Болотов все еще недвижно держал кулак у груди. И водил по стенкам круглыми глазками, обходя Вавича.

Груня взяла его за рукав:

- Ну, вставайте!

- Кровно! - сказал Болотов и только в дверях снял с груди кулак.

Пятерка, как больная, мучилась на столе. Виктор последний раз на нее глянул, когда под руку его брала Груня.

- Вот он у меня какой! - вела Груня Виктора к чаю. - Не смейте больше семгу таскать, а то он вас прямо за решетку посадит.

Болотов уж улыбался самовару, Груне, белым занавескам.

- А это, можно сказать, тоже неизвинительно: не пускать сделать даме сюрприз. Или уж он у вас ревнивый такой-с. Нехорошо. Нехорошо в приятном отказать. Какой франт с коробкой конфет - это можно-с. Букет всучить - это тоже ладно! А уж мы выходим мужики. Потрафить не можем... рогожа, одно слово. Чаек перловский пьете? - отхлебнул Болотов.

- Я вообще просил бы... - сказал Виктор, глядя в чай.

- Вот вы просите, - сказал Болотов и покивал в обе стороны головой, а ведь вас не станут просить: вам приказ! Раз-два! Повестки от мирового раз! Чистота и чтоб дворники -два! Кража или скандал - три! В театре четыре! Скопление политиков или студентов - пять! Мы ж на вас как на страдальцев за грехи наши. Мы грешим, а вы дуйся. А ведь время-то какое? и Болотов понизил голос, и пополз бас по столу. - Что уж студенты! А ведь чиновники, сказывают люди, уж и те... начинают.

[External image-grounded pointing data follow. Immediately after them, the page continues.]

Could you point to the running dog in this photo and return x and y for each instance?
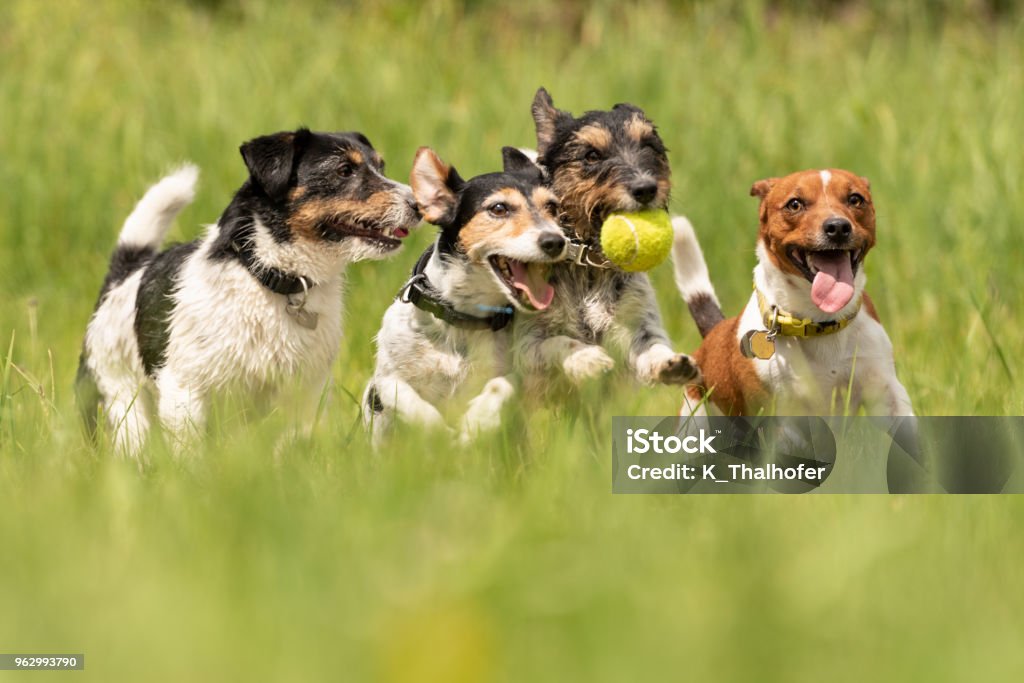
(499, 237)
(809, 334)
(597, 164)
(257, 300)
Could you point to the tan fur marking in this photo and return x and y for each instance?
(485, 232)
(428, 179)
(782, 229)
(638, 128)
(596, 136)
(732, 380)
(541, 197)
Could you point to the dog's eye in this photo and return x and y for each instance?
(654, 146)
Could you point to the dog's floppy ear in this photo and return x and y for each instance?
(762, 187)
(629, 108)
(270, 160)
(435, 185)
(515, 161)
(546, 117)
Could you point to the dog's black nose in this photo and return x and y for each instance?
(552, 244)
(837, 228)
(644, 190)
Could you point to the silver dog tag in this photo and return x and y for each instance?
(297, 308)
(757, 344)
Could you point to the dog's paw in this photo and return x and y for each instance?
(586, 363)
(680, 369)
(484, 412)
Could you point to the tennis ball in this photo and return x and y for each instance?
(636, 242)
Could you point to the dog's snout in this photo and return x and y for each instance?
(643, 190)
(552, 244)
(413, 206)
(837, 228)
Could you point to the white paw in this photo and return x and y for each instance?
(484, 412)
(586, 363)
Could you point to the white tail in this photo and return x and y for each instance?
(692, 279)
(147, 223)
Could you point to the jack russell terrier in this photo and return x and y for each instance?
(809, 341)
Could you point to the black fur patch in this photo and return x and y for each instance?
(374, 401)
(706, 312)
(125, 261)
(154, 304)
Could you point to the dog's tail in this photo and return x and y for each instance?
(692, 279)
(144, 228)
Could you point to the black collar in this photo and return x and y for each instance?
(276, 281)
(419, 292)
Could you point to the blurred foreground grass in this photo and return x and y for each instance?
(511, 560)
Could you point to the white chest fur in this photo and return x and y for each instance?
(227, 328)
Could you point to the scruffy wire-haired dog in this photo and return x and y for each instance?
(499, 235)
(597, 164)
(253, 302)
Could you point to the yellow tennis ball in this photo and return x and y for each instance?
(638, 241)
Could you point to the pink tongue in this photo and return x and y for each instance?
(833, 286)
(532, 282)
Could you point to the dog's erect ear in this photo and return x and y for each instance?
(270, 160)
(435, 185)
(546, 118)
(762, 187)
(516, 162)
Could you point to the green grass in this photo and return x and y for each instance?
(509, 561)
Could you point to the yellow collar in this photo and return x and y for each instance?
(782, 323)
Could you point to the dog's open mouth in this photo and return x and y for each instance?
(526, 283)
(386, 239)
(830, 272)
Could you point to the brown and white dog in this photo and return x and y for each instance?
(809, 341)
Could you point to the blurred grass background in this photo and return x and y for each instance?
(509, 561)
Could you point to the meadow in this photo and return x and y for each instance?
(510, 560)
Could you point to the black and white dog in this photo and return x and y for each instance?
(499, 237)
(597, 164)
(255, 301)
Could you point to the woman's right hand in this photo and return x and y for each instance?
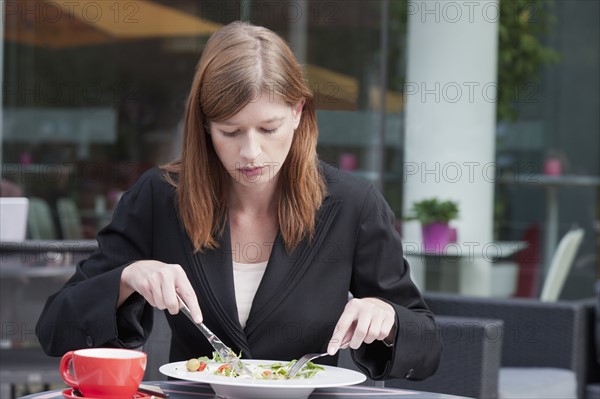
(158, 283)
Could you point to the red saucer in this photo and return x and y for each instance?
(68, 394)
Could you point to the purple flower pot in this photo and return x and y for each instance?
(436, 236)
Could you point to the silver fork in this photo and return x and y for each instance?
(296, 367)
(225, 352)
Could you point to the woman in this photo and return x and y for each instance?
(261, 240)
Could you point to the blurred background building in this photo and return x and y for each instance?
(93, 94)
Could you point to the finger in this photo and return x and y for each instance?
(386, 327)
(342, 331)
(360, 332)
(188, 295)
(169, 278)
(374, 328)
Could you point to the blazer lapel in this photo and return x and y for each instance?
(214, 274)
(285, 270)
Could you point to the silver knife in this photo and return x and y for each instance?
(225, 352)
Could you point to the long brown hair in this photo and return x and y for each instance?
(239, 61)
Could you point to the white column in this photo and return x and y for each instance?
(450, 121)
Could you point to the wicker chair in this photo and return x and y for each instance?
(470, 361)
(541, 342)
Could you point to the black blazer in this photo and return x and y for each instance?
(355, 249)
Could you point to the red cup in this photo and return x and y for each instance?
(104, 373)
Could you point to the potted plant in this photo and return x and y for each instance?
(434, 216)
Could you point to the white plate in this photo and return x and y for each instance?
(245, 388)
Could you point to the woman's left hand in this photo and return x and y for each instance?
(363, 320)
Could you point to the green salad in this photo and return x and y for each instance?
(273, 371)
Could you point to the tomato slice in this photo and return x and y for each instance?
(223, 367)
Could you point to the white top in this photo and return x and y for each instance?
(246, 278)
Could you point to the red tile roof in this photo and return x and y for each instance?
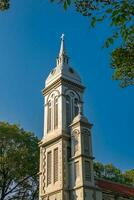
(116, 187)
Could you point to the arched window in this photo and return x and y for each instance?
(68, 110)
(55, 112)
(76, 109)
(49, 116)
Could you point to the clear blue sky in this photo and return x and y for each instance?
(29, 44)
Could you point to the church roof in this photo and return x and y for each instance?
(117, 188)
(63, 68)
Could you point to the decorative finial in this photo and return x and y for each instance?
(62, 58)
(62, 48)
(62, 36)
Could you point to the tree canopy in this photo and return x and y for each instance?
(120, 16)
(19, 163)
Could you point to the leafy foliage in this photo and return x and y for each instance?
(4, 4)
(110, 172)
(19, 157)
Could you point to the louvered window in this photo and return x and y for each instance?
(76, 169)
(55, 164)
(56, 112)
(68, 111)
(49, 110)
(86, 143)
(87, 171)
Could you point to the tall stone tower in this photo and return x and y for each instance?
(66, 159)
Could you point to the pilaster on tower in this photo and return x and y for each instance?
(66, 160)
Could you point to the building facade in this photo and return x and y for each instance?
(66, 157)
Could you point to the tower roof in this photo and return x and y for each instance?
(62, 47)
(63, 68)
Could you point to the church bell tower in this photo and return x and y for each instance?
(66, 159)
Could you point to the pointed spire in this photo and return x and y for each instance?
(80, 107)
(62, 58)
(62, 47)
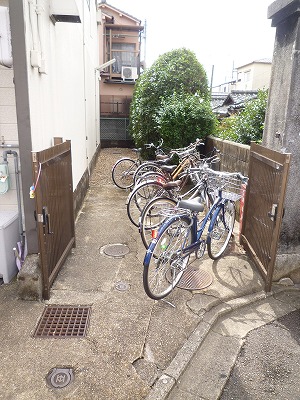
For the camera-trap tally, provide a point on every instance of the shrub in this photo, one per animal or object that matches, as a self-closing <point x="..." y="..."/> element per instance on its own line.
<point x="164" y="91"/>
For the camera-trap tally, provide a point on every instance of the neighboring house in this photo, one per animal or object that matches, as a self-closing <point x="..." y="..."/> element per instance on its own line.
<point x="252" y="76"/>
<point x="226" y="104"/>
<point x="51" y="91"/>
<point x="120" y="39"/>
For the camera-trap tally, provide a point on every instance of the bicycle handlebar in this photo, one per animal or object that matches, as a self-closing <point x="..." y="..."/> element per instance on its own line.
<point x="237" y="175"/>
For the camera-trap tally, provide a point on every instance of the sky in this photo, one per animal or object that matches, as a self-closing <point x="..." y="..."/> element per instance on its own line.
<point x="223" y="34"/>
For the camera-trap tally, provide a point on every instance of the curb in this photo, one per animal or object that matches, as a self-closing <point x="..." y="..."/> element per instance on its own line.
<point x="166" y="382"/>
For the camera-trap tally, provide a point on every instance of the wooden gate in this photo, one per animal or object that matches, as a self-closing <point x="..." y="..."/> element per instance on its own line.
<point x="53" y="191"/>
<point x="263" y="211"/>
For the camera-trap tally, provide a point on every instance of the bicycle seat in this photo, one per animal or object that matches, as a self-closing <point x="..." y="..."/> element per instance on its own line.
<point x="137" y="150"/>
<point x="168" y="168"/>
<point x="162" y="157"/>
<point x="172" y="184"/>
<point x="193" y="204"/>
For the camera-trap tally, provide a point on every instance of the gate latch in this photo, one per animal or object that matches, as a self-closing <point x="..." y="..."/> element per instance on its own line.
<point x="46" y="220"/>
<point x="273" y="213"/>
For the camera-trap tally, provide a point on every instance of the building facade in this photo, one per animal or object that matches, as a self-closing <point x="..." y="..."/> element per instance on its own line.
<point x="120" y="38"/>
<point x="252" y="76"/>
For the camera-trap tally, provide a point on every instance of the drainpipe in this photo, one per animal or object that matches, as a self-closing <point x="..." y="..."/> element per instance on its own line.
<point x="15" y="154"/>
<point x="9" y="146"/>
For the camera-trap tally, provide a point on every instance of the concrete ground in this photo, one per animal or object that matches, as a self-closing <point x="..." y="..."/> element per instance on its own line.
<point x="135" y="348"/>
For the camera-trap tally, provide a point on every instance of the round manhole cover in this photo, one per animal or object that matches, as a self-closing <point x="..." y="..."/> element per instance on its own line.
<point x="116" y="250"/>
<point x="122" y="286"/>
<point x="60" y="377"/>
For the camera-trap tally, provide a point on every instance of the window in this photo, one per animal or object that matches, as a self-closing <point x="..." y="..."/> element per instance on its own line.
<point x="247" y="76"/>
<point x="125" y="55"/>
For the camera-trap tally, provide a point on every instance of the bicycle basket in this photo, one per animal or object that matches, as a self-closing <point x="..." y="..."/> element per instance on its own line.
<point x="232" y="188"/>
<point x="175" y="211"/>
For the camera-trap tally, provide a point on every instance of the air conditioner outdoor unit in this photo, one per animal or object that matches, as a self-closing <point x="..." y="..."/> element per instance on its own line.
<point x="129" y="73"/>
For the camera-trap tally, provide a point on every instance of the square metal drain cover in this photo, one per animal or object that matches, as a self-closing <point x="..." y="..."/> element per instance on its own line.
<point x="63" y="321"/>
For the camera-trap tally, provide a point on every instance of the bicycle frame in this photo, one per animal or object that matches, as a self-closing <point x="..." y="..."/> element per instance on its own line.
<point x="195" y="231"/>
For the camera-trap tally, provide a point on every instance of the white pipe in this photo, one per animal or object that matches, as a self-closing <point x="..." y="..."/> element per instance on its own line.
<point x="9" y="146"/>
<point x="34" y="53"/>
<point x="15" y="154"/>
<point x="40" y="9"/>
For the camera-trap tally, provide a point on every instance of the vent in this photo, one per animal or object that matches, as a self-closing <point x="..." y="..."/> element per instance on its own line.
<point x="129" y="73"/>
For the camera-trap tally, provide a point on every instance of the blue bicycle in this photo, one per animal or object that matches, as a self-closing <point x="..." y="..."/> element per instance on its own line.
<point x="182" y="234"/>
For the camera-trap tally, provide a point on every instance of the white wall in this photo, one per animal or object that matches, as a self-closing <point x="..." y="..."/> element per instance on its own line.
<point x="62" y="101"/>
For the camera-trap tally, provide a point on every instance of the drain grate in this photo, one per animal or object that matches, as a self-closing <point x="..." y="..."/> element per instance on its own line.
<point x="195" y="279"/>
<point x="63" y="321"/>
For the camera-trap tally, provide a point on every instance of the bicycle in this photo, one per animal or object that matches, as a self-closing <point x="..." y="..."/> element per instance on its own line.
<point x="142" y="193"/>
<point x="152" y="215"/>
<point x="123" y="170"/>
<point x="168" y="172"/>
<point x="180" y="235"/>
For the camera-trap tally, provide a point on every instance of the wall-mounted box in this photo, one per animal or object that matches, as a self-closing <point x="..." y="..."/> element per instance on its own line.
<point x="64" y="11"/>
<point x="9" y="236"/>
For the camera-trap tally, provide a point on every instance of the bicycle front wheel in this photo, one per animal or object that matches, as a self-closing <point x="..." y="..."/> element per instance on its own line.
<point x="123" y="171"/>
<point x="145" y="167"/>
<point x="165" y="261"/>
<point x="220" y="229"/>
<point x="140" y="196"/>
<point x="152" y="217"/>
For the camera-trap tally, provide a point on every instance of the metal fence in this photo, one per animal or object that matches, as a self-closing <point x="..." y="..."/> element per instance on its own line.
<point x="114" y="129"/>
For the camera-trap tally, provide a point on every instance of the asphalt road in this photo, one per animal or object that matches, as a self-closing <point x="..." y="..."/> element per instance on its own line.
<point x="268" y="365"/>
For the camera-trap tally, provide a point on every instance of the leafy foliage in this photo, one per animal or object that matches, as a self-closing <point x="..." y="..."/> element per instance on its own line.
<point x="160" y="105"/>
<point x="183" y="118"/>
<point x="249" y="124"/>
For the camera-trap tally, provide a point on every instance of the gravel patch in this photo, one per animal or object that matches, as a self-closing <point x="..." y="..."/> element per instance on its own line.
<point x="101" y="175"/>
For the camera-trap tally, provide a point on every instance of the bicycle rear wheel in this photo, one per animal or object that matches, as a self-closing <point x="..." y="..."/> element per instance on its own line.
<point x="140" y="196"/>
<point x="151" y="176"/>
<point x="148" y="166"/>
<point x="151" y="217"/>
<point x="164" y="262"/>
<point x="220" y="229"/>
<point x="123" y="171"/>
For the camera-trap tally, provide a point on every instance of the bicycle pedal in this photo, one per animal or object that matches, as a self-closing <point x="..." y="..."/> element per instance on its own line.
<point x="199" y="253"/>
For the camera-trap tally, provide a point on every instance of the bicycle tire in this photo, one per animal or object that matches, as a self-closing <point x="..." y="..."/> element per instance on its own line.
<point x="163" y="262"/>
<point x="220" y="229"/>
<point x="152" y="218"/>
<point x="123" y="171"/>
<point x="148" y="166"/>
<point x="140" y="196"/>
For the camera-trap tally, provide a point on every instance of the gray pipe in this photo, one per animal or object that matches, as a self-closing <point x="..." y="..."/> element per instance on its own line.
<point x="15" y="154"/>
<point x="6" y="146"/>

- Чего это начинают? - спросила Груня.

- Чего? Смутьянить начинают.

- Чего же хотят? - спросила Груня шепотом.

- Нагайки хотят... Уж это пусть Виктор Всеволодович вам разъяснят. - И взглянул на Вавича.

Смотрела и Груня, полураскрыла красные губы, свела набок голову и подняла брови. Сжала пальцами стакан. Вавич нахмурился.

- Слои населения волнуются, - глухо сказал Вавич, - не все довольны... бесспорно.

- Ну, так вот чем же недовольны? Чего не хватает? - уж крепеньким голосом спросил Болотов и прищурился на Виктора. - Чего надо-то? Не слыхали? Али секрет?

- Да нет, - Виктор помотал головой. - Каждому свое.

- Так опять: почему студенты с рабочими в одну дудку? Студента четыре года учат, шельму, он потом, гляди, прокурор какой, али доктор, капитальный господин, а чего рабочий? Молоток да гайка, кабак да гармошка? Нет, вы не то говорите. Чего-нибудь знаете, да нам не сказываете.